As a result of being on set, Jonas and Ranger Lerway have missed a lot of school, sometimes months to fly out and shoot somewhere else.

“I guess the biggest one would just be time away from school,” Ranger said. “We missed months off of school sometimes because we’ll fly out and shoot somewhere else. Sometimes we’ll have to go to Saturday school if that’s what it takes to keep our grades up.”

Jonas Lerway plans to continue being in the film industry.

“If I don’t make it as an actor, I still want to be on set,” Jonas said. “It may be writing, it could be writing, directing and then acting in it. One way or another, I’m either going to act direct or write.”

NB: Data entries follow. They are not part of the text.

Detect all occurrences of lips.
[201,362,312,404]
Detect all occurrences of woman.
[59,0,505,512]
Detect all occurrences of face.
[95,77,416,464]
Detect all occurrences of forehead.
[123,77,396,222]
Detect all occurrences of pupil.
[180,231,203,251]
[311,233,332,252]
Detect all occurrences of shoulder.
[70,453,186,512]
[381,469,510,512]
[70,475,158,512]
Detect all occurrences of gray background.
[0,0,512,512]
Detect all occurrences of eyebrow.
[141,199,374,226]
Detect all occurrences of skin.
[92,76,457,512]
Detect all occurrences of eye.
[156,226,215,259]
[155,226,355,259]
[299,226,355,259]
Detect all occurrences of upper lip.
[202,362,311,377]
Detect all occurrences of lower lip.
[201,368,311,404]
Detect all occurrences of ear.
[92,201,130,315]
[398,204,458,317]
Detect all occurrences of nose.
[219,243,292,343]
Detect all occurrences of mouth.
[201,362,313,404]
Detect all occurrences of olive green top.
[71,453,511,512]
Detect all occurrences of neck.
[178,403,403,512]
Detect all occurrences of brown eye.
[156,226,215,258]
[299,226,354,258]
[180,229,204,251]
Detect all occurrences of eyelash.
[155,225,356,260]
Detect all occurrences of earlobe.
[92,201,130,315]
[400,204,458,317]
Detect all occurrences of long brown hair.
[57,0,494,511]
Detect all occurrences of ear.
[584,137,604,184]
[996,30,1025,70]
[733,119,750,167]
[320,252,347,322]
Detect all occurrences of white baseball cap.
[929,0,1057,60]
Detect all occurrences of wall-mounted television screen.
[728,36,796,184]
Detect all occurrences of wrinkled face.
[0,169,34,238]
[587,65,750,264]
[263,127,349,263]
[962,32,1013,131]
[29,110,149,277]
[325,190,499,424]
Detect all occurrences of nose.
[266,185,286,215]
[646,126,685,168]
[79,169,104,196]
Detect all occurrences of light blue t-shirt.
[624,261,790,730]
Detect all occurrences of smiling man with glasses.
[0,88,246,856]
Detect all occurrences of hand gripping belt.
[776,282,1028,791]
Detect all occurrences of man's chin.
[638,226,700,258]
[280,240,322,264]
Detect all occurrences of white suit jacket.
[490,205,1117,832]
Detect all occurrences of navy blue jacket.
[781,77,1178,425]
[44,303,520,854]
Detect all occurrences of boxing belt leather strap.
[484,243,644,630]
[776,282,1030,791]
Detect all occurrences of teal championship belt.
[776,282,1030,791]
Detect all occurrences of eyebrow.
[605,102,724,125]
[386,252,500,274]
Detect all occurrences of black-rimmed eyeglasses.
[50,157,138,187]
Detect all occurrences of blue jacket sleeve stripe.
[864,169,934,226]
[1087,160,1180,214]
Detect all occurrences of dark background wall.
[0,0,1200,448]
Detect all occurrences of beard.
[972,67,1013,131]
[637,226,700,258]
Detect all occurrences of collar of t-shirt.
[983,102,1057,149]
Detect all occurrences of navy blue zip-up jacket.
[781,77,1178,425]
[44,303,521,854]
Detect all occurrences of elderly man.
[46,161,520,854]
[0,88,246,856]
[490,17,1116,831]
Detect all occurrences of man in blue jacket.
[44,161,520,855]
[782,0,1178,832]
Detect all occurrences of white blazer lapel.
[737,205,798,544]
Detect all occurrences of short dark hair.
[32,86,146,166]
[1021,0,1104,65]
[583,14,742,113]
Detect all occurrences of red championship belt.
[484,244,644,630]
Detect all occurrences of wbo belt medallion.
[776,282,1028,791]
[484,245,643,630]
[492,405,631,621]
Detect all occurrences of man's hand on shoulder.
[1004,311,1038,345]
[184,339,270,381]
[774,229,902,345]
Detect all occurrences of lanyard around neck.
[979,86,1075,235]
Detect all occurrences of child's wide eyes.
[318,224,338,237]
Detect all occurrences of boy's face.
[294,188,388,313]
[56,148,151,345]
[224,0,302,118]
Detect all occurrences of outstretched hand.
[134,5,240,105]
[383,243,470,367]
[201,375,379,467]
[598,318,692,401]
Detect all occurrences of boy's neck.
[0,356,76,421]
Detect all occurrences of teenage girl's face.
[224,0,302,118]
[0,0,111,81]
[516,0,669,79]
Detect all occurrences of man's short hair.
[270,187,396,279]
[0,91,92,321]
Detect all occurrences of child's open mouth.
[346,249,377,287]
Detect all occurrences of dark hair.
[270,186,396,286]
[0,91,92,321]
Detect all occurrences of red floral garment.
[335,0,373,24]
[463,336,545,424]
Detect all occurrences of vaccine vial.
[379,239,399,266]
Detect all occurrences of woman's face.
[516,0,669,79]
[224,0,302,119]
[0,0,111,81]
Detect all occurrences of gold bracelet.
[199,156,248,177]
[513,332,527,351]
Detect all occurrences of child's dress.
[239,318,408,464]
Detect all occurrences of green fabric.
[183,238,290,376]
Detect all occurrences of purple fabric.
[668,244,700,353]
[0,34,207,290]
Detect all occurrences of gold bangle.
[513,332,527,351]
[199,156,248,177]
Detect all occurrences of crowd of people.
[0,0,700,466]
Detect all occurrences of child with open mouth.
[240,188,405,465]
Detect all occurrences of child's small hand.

Before being on set, actors will read a script about 10-20 times to figure out the overall arc of the character in the scene. 

“It’s very different from what you’d think it’d be because a lot of people see actors as these very theatrical kinds of actors,” Jonas said. “For film it is very different. It’s a lot more in your head, like kind of your own little space and then trying to reach that role and like the emotional level that you need to be for each scene.” 

Their agents take around 7-9% of the profits from their films.

“The money’s good, of course, but I just thought it would be really fun,” Ranger said. “I just thought that that’d be kind of cool if it was turned into something in front of the camera, something real.”